El túnel de Salang, a tres mil cuatrocientos metros de altitud, y los tramos con muros de protección, culminando a cinco mil metros, fueron un regalo de la Unión Soviética cuando intentaba hacer de Afganistán un estado satélite. La construcción fue empezada por ingenieros soviéticos en 1956 y el túnel fue acabado en 1964. Fueron también los rusos quienes comenzaron a asfaltar caminos en los años cincuenta, ya que durante el régimen de Zahir Shah, Afganistán fue considerado un país amigo de la Unión Soviética. Este rey liberal se veía forzado a recurrir a la Unión Soviética porque ni Estados Unidos ni Europa tenían interés alguno en invertir en este país montañoso. El rey necesitaba dinero y expertos, y eligió cerrar los ojos al hecho de que los vínculos con el gran poder comunista se hicieran cada vez más estrechos.

El túnel llegó a ser un elemento estratégico esencial para la resistencia contra el régimen talibán.
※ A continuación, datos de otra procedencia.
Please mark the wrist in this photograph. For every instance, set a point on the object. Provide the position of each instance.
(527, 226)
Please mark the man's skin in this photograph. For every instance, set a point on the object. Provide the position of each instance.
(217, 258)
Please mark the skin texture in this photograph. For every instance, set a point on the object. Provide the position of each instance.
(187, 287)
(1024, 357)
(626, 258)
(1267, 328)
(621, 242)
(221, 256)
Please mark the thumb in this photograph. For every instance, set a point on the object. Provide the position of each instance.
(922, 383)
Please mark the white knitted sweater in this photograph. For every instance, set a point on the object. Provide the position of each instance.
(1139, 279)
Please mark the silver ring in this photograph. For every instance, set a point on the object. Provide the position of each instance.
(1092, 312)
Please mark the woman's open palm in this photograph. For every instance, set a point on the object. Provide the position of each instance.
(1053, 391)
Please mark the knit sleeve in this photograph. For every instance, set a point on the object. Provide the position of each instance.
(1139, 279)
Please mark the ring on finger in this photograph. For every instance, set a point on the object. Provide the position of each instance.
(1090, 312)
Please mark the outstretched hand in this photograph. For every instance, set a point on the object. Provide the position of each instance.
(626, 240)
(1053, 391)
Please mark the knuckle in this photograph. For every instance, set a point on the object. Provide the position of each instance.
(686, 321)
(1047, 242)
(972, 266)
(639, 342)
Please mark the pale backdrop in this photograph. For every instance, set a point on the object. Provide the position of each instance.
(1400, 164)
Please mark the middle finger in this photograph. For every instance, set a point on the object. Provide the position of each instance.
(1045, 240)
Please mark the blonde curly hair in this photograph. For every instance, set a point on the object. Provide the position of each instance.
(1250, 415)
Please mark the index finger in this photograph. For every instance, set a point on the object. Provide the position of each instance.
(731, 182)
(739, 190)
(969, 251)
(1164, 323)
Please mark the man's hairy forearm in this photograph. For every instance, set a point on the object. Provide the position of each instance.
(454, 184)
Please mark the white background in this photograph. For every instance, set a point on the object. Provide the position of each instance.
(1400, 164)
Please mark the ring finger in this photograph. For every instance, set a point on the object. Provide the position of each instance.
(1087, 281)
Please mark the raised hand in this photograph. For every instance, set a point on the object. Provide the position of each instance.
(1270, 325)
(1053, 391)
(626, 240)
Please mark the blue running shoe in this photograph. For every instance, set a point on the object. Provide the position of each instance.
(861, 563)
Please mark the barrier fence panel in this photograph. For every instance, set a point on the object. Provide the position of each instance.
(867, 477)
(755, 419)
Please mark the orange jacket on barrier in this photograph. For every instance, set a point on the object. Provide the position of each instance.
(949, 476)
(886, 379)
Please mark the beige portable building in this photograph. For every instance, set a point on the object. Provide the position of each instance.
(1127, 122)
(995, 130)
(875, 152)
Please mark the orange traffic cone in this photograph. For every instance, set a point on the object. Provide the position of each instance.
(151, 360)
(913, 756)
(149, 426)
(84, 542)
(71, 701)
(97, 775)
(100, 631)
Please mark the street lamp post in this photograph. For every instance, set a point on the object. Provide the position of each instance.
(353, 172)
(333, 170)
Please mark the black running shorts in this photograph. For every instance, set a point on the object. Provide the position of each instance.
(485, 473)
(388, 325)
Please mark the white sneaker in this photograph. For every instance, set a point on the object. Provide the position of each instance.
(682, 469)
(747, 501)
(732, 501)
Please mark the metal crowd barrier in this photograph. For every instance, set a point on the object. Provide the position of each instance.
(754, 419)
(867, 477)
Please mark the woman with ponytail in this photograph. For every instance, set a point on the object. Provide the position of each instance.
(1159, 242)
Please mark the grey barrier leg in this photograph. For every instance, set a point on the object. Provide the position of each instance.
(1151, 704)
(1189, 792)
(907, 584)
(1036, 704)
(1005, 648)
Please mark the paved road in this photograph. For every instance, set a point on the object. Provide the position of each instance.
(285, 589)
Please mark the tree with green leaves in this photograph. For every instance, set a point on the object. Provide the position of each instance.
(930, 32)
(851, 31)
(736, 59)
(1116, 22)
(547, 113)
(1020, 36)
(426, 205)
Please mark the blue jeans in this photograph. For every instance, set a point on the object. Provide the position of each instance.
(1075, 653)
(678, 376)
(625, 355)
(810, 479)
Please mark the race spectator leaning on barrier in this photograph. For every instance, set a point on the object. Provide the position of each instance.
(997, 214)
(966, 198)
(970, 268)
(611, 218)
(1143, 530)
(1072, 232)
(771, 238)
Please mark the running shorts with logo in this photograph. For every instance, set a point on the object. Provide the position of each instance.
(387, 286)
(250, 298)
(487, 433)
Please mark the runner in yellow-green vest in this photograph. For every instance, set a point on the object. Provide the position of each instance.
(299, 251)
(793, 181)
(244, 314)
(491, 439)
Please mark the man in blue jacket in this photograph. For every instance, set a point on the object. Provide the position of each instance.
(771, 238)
A finales de los años noventa, el comandante
muyahid
Masud lo hizo estallar en una tentativa desesperada de frenar el progreso de los talibanes hacia el norte. Éstos llegaron hasta el túnel pero no lo pasaron.

Se hace oscuro o, más bien, todo gris. El coche patina, se atasca en la nieve y en las heladas huellas de los neumáticos. El viento silba, no se ve nada en el turbión de nieve, y Said no tiene más remedio que seguir lo que le parecen las huellas de los otros coches. Ruedan sobre hielo y nieve y sin cadenas, sólo Alí puede garantizar un viaje seguro. «No me puedo morir antes de llegar a su tumba —se dice Mansur—, Alí me ha llamado, desde luego.»

Clarea un poco. Están en la entrada del túnel de Salang. Un rótulo advierte: «¡Atención! Riesgo de intoxicación. En caso de quedar encerrados en el túnel, apaguen el motor y diríjanse a la salida más cercana». Mansur interroga a Akbar con la mirada.

—Hace sólo un mes cincuenta personas quedaron encerradas en el túnel por una avalancha —cuenta Akbar, siempre bien informado—. Estaban a veinte grados bajo cero, y los conductores dejaron los motores en marcha para mantener el calor. Horas después, cuando se sacó la nieve del túnel, decenas de personas fueron encontradas muertas. Se habían intoxicado con el monóxido de carbono. Esas cosas pasan a menudo —afirma mientras entran lentamente en el túnel.